BP has given few details about the selection process for Looney’s permanent replacement. The company’s chair, Helge Lund has told investors that he will not take the CEO job.
The company is looking at internal and external candidates. While Lund has indicated that he expects the company’s strategy to remain intact under new leadership, investors are watching to see if BP’s more aggressive push than rivals into renewable energy is sustained.
Shares in BP, which broadly lagged behind peers during Looney’s time at the helm, have risen since his departure was announced, and were up another 1 per cent on Tuesday.
Energy company stocks have been bolstered in part by a rising oil price, with Brent crude surpassing $95 a barrel for the first time this year on Tuesday.
Rising prices and the broader fuel crisis sparked by Russia’s reduction in gas supplies to Europe has created additional tensions in a sector struggling to figure out how to best navigate the energy transition.
While the International Energy Agency has said it expects global oil, gas and coal demand to all peak before the end of this decade, some of the world’s largest oil producers have pushed back and warned the sector still needs investment.

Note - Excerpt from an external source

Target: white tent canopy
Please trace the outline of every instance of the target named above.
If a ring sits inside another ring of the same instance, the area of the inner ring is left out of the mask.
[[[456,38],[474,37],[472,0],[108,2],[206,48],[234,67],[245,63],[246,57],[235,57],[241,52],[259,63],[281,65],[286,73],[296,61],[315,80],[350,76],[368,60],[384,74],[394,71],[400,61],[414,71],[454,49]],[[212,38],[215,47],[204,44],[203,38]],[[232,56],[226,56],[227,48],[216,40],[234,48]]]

Saudi Arabia’s energy minister Prince Abdulaziz bin Salman and the head of its state oil company Saudi Aramco both warned on Tuesday that forecasts for peak oil demand were misguided.
Speaking at the same conference in Calgary, ExxonMobil chief executive Darren Woods cautioned that there would not be a sudden shift away from fossil fuels and that investment had to be sustained in the industry.
BP in February scaled back plans to cut its oil and gas production by 2030, reducing the expected fall to 25 per cent over the decade from 40 per cent previously, while also increasing the amount it will invest in the transition.